I led the Army’s digital transformation programme – here’s what I learned about AI

Written by Dave Waller Tuesday 26 August 2025
During 35 years in the British Army, Stefan Crossfield CMgr FCMI helped the military prepare itself for the changing face of modern warfare. Now in business, he shares what managers can learn from the front line of AI and data
Stefan Crossfield CMgr FCMI

At one stage in Stefan Crossfield CMgr FCMI’s 35-year British Army career, he was the commanding officer of a battalion in Afghanistan, responsible for around 1,000 people and £12.5bn of stock and assets. If that sounds like a lot, he’d soon shoulder more. Having risen to the rank of brigadier, Stefan spent his final five years of service spearheading the Army’s sweeping digital transformation programme, to prepare the Army for a new era of warfare – first as its head of information exploitation, later as its chief digital and data officer and principal AI officer.

From battlefield command to digital transformation

“Seven or eight years ago, the military realised the way war is fought was changing,” says Stefan, explaining his posting. “Cyberspace was becoming a key battlefield. Digital data is now an asset, whether to drive better decisions or undermine the enemy, through attacking their systems or using false news to manipulate the narrative and distort their sense of reality. And with data and open-source AI tools now so available, the adoption has accelerated rapidly.”

To illustrate his point, Stefan highlights how both parties in the war in Ukraine have opted to leave the mobile phone network at the front line intact, because data is strategically vital. He adds how some nations now train entire battalions of soldiers to fight in cyberspace. And he flags how London’s traffic lights are all run by a single digital platform. 

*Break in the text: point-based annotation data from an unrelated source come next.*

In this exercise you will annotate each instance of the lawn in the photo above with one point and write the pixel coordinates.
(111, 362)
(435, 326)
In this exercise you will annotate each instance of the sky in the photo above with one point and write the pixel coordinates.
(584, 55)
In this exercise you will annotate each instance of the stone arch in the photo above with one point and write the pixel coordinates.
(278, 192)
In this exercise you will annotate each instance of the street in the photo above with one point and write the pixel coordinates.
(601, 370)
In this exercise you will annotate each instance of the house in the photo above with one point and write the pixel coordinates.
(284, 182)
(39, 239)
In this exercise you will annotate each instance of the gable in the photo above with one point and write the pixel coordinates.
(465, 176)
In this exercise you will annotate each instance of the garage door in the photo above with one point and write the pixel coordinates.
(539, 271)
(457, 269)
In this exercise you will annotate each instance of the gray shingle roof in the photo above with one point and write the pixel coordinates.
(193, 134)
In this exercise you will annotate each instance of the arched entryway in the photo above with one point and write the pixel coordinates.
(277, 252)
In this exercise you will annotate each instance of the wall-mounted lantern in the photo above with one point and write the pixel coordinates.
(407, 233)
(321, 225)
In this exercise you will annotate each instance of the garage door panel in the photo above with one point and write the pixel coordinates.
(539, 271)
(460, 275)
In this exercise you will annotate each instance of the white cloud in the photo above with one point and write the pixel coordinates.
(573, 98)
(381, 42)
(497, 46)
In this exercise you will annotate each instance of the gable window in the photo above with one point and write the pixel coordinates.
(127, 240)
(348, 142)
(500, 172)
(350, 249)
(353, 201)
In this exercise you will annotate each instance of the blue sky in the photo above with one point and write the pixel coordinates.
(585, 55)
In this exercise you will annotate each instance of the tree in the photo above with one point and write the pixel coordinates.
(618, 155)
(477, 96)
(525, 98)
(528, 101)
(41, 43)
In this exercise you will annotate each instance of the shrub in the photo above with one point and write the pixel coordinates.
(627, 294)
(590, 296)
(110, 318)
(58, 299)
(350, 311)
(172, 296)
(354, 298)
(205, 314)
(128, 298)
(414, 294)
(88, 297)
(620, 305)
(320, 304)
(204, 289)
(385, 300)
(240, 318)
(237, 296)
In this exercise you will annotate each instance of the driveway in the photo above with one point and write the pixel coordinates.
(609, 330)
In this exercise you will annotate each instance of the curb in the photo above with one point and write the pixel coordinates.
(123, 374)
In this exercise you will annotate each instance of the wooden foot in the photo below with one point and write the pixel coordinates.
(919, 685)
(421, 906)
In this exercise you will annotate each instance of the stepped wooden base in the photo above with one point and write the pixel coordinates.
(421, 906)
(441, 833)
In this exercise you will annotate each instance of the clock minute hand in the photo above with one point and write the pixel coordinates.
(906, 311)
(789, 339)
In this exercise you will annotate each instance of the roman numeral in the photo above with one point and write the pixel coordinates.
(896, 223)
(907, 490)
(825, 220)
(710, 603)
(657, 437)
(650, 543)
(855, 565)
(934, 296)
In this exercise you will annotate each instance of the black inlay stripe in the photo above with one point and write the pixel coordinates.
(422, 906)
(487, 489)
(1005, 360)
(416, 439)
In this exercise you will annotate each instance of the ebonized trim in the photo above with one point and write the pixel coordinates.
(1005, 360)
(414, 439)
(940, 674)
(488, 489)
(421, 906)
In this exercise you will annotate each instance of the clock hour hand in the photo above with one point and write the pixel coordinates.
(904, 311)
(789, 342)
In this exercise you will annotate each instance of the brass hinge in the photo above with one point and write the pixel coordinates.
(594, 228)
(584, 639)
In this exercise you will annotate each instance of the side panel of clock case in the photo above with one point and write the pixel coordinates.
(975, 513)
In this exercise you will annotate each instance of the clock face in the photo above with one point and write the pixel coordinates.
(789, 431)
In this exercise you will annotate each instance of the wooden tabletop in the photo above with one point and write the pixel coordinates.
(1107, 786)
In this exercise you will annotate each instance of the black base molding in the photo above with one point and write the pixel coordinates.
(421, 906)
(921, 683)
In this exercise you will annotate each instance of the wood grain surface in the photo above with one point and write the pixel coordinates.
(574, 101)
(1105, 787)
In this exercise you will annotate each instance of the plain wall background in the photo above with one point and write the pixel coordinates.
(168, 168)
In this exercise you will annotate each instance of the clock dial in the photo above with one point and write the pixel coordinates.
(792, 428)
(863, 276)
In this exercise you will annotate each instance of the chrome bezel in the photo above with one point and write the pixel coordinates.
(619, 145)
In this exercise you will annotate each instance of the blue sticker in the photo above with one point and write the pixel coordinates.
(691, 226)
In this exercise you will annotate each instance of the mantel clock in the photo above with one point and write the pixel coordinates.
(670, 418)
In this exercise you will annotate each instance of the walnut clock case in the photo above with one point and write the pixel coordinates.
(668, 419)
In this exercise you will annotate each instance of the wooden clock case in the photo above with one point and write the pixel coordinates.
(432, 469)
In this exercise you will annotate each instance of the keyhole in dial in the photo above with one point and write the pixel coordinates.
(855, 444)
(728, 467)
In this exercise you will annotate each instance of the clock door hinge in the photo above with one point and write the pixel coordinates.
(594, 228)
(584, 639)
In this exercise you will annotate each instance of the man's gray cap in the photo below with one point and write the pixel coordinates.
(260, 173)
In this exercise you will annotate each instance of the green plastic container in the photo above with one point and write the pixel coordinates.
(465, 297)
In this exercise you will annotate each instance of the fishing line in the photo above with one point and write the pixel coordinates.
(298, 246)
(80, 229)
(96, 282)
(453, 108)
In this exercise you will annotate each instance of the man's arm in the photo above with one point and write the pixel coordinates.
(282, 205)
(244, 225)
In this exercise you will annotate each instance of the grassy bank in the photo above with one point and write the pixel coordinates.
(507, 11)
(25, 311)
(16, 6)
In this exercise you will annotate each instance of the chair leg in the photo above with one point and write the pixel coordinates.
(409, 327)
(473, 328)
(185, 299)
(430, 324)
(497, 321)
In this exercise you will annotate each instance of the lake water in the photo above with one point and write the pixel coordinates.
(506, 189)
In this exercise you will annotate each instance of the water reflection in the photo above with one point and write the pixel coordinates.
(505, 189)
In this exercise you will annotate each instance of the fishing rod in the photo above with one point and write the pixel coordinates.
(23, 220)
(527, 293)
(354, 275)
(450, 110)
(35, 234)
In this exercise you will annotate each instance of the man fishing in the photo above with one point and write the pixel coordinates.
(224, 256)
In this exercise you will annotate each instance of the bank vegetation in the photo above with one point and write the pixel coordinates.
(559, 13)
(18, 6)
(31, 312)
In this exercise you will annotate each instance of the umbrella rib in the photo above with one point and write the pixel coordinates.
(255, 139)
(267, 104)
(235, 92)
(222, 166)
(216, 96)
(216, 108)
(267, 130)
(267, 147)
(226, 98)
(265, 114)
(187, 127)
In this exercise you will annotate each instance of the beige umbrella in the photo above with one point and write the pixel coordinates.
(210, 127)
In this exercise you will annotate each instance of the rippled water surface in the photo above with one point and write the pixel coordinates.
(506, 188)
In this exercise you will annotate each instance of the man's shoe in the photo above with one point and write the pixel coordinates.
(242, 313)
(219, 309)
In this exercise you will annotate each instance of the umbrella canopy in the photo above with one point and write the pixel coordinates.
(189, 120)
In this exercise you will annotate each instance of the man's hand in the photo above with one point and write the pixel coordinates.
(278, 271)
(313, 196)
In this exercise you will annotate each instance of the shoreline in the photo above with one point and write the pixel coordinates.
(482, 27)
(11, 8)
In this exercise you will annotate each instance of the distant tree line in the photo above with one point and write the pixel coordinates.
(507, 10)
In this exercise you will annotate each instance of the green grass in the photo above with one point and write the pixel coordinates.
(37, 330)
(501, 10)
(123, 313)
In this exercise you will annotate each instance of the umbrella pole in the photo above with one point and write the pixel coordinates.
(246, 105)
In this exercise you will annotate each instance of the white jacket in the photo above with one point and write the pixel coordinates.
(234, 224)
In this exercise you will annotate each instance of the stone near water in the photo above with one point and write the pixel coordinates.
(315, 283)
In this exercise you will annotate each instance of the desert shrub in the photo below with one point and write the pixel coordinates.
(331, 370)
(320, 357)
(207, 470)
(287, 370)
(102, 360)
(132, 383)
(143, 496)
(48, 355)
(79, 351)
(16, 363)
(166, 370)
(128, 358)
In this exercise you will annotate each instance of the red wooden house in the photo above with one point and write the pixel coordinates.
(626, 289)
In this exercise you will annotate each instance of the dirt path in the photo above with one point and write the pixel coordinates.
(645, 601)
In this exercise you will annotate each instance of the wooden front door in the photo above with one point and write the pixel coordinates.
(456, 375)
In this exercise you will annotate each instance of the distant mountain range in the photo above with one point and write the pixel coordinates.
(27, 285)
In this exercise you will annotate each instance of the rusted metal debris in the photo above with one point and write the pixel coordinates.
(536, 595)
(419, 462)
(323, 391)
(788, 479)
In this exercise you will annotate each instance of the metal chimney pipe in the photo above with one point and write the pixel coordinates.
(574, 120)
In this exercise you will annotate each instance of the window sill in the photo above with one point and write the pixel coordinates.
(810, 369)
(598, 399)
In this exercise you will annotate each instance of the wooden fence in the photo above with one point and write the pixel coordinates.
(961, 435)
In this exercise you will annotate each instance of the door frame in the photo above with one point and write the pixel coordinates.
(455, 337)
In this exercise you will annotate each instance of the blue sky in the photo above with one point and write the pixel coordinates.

Acknowledging the complexity and interdependency of modern technology and warfare, Stefan’s superiors took the unusual move of putting him on to an MBA, on a full-time external placement programme. There, he studied technology and innovation. He says it was the hardest he’d ever worked – in part because of the pressure from his brigade commander in Afghanistan to excel, given such an exceptional opportunity. Stefan gained a distinction.

Why management matters as much as leadership

The other facet of Stefan’s learning journey was management. He explains how, due to the nature of its role, the Army’s officer training tends to focus on leadership. Management often comes second.

Around the year 2000, Stefan found himself in a meeting room near London’s Savoy Hotel, facing another tough adversary: an unnamed figure from the Ministry of Defence (MOD), who was there to help assess his competency for Chartered Manager status. CMI was about to start accrediting the military’s senior non-commissioned officer courses and Stefan was a willing guinea pig.